Step 2. Verify - Beyond Checklists to Scenarios

  • Think about attack paths, not just vulnerabilities. Multiple "low" severity vulnerabilities can combine to form a critical flaw. You must first consider what is possible by chaining them through threat modeling.

  • Replicate real attacker TTPs. Instead of assessments that check off known items based on MITRE ATT&CK, simulate attacks that achieve objectives to reveal hidden flaws.

  • Go beyond prevention to verify detection and response procedures. Assume the perimeter is breached and try internal expansion, privilege escalation, and data exfiltration. Measure if EDR, SIEM, and SOC actually detect it, how long detection takes, and how long containment takes.

Step 3. Continuous Operation - Continuous, Not One-time

  • Shift to continuous verification. Align assessment cycles with the rate of change using breach and attack simulations or continuous penetration testing. Quarterly assessments cannot keep up with systems changing by the minute.

  • Include people and vendors in your scope. Supply chains, outsourced operations, and employees must be included in the verification scope using social engineering. As long as you only assess technology, the most common entry paths will always exist.

  • Manage discovered vulnerabilities through processes. Do not just patch critical vulnerabilities found by the red team. Feed them back into security policies, development guides, and detection rules to prevent the same flaws from recurring.

  • Create a culture that welcomes uncomfortable results. The partner who finds critical vulnerabilities and makes you uncomfortable is actually the partner protecting you best.

So what should we check? - Step-by-step verification

Regular vulnerability checks are the start of security, not the end. While tests check if known issues exist within this scope, attackers target gaps between scans, from outside the scope, via unknown paths.

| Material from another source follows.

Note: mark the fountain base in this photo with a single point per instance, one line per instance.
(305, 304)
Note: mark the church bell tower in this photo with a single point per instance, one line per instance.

In closing, there is one question security officers must ask themselves: Are we working to "fill out playlists" or to "actually be safe"? Experiencing both defender and attacker roles shows that when you distinct the two, real security begins. Spend time and resources used for "satisfactory" grades to attack ourselves first from attacker's eyes; that is where change must start.

Enki White Hat finds critical vulnerabilities across sectors not because of a secret weapon. It is because we test with scenarios, not checklists; continuously, not just once; systems, people, and processes; and if we are detected, not just breached.

All your diligent work might have only made you "believe" you are safe, rather than actually making you safe. The moment you realize this is exactly when real security begins.

Summary

Regular vulnerability testing is the starting point of security, not the ending point. Testing checks if known issues exist within this scope, but attackers target unknown paths, outside the scope, and the gaps between tests.

In closing, there is only one question a security officer must ask themselves. Are we now working to "fill out the checklist," or are we working to "actually be safe"? Experiencing both defender and attacker roles, the moment that distinguishes these two is when real security begins. Turning some of the time and resources used to get "satisfactory" into attacking ourselves first from an attacker's perspective—that is where change must start.

The reason ENKI Whitehat can find critical vulnerabilities regardless of the industry is not because of any special secret weapon. It is because we verify with scenarios instead of checklists, continuously instead of at one point, human and process as well as system, and whether it gets caught beyond whether it is breached.

The work we have done diligently might have been making us "believe" we are safe, rather than actually making the company safe. And the moment we realize this fact is where real security finally begins.

ENKI WhiteHat

ENKI WhiteHat

ENKI WhiteHat
ENKI WhiteHat

Offensive security experts delivering deeper security through an attacker's perspective.

Offensive security experts delivering deeper security through an attacker's perspective.